Quelques questions particulières :
-Si mon mari décède avant moi et que je suis usufruitière de son patrimoine, comment organiser le démembrement pour que sa fille puisse recevoir sa réserve, mais ne puisse pas bloquer mes décisions de gestion, une vente ou l'utilisation des liquidités dont je suis usufruitière ?
-Pour la résidence principale, si nous donnons la nue-propriété aux enfants tout en conservant l'usufruit, comment organiser une future vente et le remploi du prix pour pouvoir acheter un logement plus petit ?
-Pour le LMNP, le démembrement est-il réellement intéressant compte tenu des contraintes fiscales, de la gestion et des frais notariés, surtout si nous ne savons pas si nous le conserverons ? Concernant le PINEL, nous n'envivageons pas de le garder.
-Pour les contrats de capitalisation, j'envisage un démembrement avec mon conjoint usufruitier et les enfants nus-propriétaires. Est-ce pertinent et comment cela fonctionne-t-il concrètement ? Si j'ai bien compris, un contrat de capitalisation n'est pas clôturé au décès, cela permet d'envisager une allocation dynamique sur le choix des ETF /fonds euros.

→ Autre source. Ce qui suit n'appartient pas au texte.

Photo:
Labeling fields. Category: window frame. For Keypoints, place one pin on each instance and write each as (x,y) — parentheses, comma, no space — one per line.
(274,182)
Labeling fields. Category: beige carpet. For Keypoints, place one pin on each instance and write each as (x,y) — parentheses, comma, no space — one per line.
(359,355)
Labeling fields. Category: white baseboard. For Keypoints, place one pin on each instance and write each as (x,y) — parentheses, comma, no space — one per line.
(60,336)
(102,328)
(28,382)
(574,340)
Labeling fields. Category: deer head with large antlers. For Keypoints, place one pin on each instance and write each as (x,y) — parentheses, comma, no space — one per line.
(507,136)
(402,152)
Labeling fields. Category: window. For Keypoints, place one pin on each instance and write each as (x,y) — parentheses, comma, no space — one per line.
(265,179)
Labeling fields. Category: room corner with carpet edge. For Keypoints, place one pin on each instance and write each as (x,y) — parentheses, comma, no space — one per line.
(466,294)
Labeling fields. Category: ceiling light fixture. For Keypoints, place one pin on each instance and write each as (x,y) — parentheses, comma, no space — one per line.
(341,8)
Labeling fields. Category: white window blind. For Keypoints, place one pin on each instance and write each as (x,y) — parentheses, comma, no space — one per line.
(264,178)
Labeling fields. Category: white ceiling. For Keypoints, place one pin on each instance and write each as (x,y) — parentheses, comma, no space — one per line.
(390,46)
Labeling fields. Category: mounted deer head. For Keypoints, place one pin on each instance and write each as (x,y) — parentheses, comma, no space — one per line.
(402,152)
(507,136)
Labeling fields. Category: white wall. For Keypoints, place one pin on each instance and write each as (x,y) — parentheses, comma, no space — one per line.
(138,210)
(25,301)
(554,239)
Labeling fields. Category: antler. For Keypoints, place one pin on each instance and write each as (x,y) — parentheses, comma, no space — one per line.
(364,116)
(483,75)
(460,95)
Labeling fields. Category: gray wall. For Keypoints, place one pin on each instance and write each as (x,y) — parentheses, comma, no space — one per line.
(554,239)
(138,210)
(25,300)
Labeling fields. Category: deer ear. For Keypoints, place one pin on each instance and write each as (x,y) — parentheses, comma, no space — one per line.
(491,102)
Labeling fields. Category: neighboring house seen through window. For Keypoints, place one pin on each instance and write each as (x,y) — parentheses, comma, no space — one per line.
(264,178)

-Pour mes assurances vie, j'ai designé pour certaines mes enfants en bénéficiaires directs pour atteindre le plafond des 152500€/enfant. Pour les autres, ce sera une assurance vie démembrée : mon mari en usufruit et mes enfants en nue propriété; une convention de remploi devait être établie avec le concours ou la supervision d'un notaire.

L'objectif est vraiment de trouver le meilleur équilibre entre protection du conjoint, transmission aux 3 enfants du couple, fiscalité, liquidités disponibles et protection du patrimoine familial sur deux générations.